Play is crucial in child development, educational growth, and brain development, according to current research. But academics continue to crowd out play within primary grades, with negative results for children. Dr. Dorothy Sluss, professor of elementary and early childhood education at James Madison University, and Dr. Olga Jarrett, professor in the College of Education at Georgia State, and study and teach about play. Along with colleagues they are presenting research and tools at the National Association for Education of Young Children conference, being held in the nation’s capital.
Dr. Sluss joins the Education Town Hall on We Act Radio this week to share an overview of their work; Dr. Jarrett is invited but not confirmed. Tune in at 11:00 a.m. (eastern) on November 21 to learn more about the serious topic of play. (See also the International Play Association/USA.)
Olga Jarrett (invited): Bio from Georgia State’s website
Dr. Jarrett teaches science methods in the Early Childhood Education’s
Urban Alternative Preparation Program. She is a University Fellow in the Urban Atlanta Coalition Compact, an Annenberg funded project whose purpose is excellence in education for African American students. She also serves as a project coordinator of Project DOVE (Drop-out, Violence Elimination), a systematic prevention/intervention program which includes mentoring and a curriculum on empathy, impulse control, and bully prevention. Dr. Jarrett’s research has focused on recess and playground behavior, bully prevention, effective teaching in urban schools, and effective methods of teaching science (pre-k to fifth grade). Her most recent research was published in School Science and Mathematics, and The Journal of Educational Research.

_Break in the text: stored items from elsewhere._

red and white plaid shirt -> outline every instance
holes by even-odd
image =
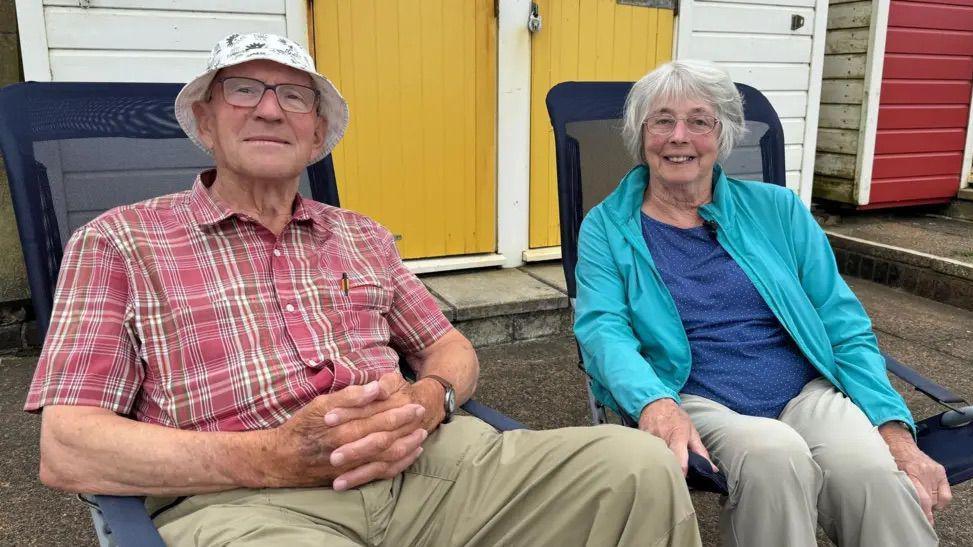
[[[71,237],[26,410],[269,428],[452,328],[376,222],[298,196],[274,236],[214,201],[212,174]]]

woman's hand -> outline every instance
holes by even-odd
[[[901,424],[882,424],[878,432],[889,445],[895,465],[915,485],[922,512],[926,514],[929,523],[934,524],[932,512],[945,508],[953,499],[953,492],[946,479],[946,469],[919,450],[912,439],[912,433]]]
[[[689,414],[679,408],[672,399],[657,399],[645,405],[639,416],[639,429],[659,437],[669,446],[669,450],[676,456],[683,476],[689,472],[689,451],[706,458],[713,466],[713,471],[719,471],[709,458],[709,452],[699,438],[696,426],[689,419]]]

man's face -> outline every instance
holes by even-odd
[[[193,104],[199,138],[213,151],[218,170],[257,179],[300,176],[324,145],[324,118],[316,108],[306,114],[281,109],[276,91],[269,89],[257,106],[228,104],[220,80],[231,77],[313,87],[311,77],[273,61],[250,61],[219,71],[210,85],[210,100]]]

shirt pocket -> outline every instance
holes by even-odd
[[[352,310],[373,310],[384,314],[392,308],[392,287],[388,280],[371,274],[348,274],[347,283],[345,298]]]

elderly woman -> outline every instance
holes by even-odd
[[[933,545],[951,494],[913,440],[871,323],[786,188],[717,164],[744,131],[699,61],[632,88],[639,165],[581,227],[575,333],[596,397],[728,479],[726,545]]]

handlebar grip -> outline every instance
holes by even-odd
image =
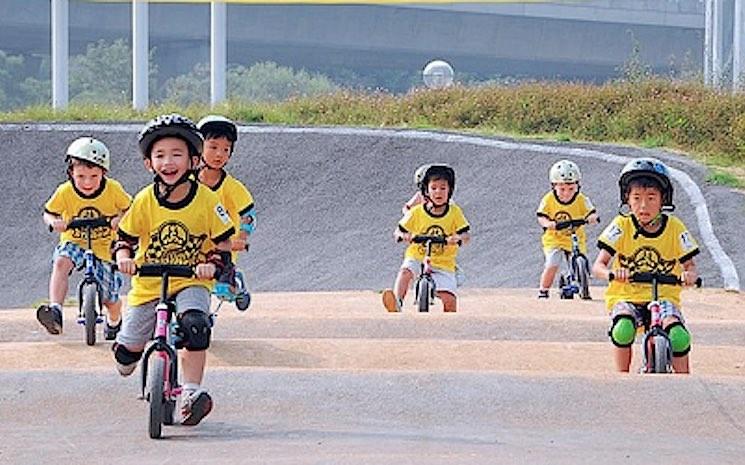
[[[194,269],[186,265],[144,264],[137,267],[137,274],[151,278],[160,278],[164,274],[174,278],[191,278],[194,276]]]

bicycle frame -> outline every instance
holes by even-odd
[[[672,349],[670,344],[670,337],[667,335],[667,333],[662,329],[662,316],[660,312],[660,302],[659,302],[659,294],[657,289],[657,278],[652,278],[652,300],[647,304],[647,309],[649,310],[650,314],[650,323],[649,323],[649,329],[644,332],[644,336],[642,336],[642,348],[643,348],[643,359],[642,359],[642,372],[644,373],[654,373],[655,372],[655,366],[654,361],[652,359],[652,353],[657,349],[655,347],[655,337],[661,336],[667,341],[667,347],[666,347],[666,360],[667,360],[667,366],[665,366],[665,372],[670,373],[672,371]]]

Dorothy Sluss: Bio from James Madison University website
Dr. Dorothy Sluss spent fourteen years teaching young children in the public schools of Virginia. After completing her graduate studies at Virginia Tech, she spent the next decade providing professional development for pre-service and in-service teachers in a variety of roles and settings. She has authored numerous articles and published three books including, Supporting Play: Birth to Age Eight, and Investigating Play in the Twenty-First Century, and Supporting Play: Curriculum, Environments, and Assessment. She is Past President of The Association for the Study of Play, and recipient of the Brian Sutton Smith Award for Lifetime Achievements in play research. She serves as a board member of the International Play Association, and is President of the Association of Teacher Educators in Virginia. When she is not teaching, she enjoys sewing, reading, music, and her family.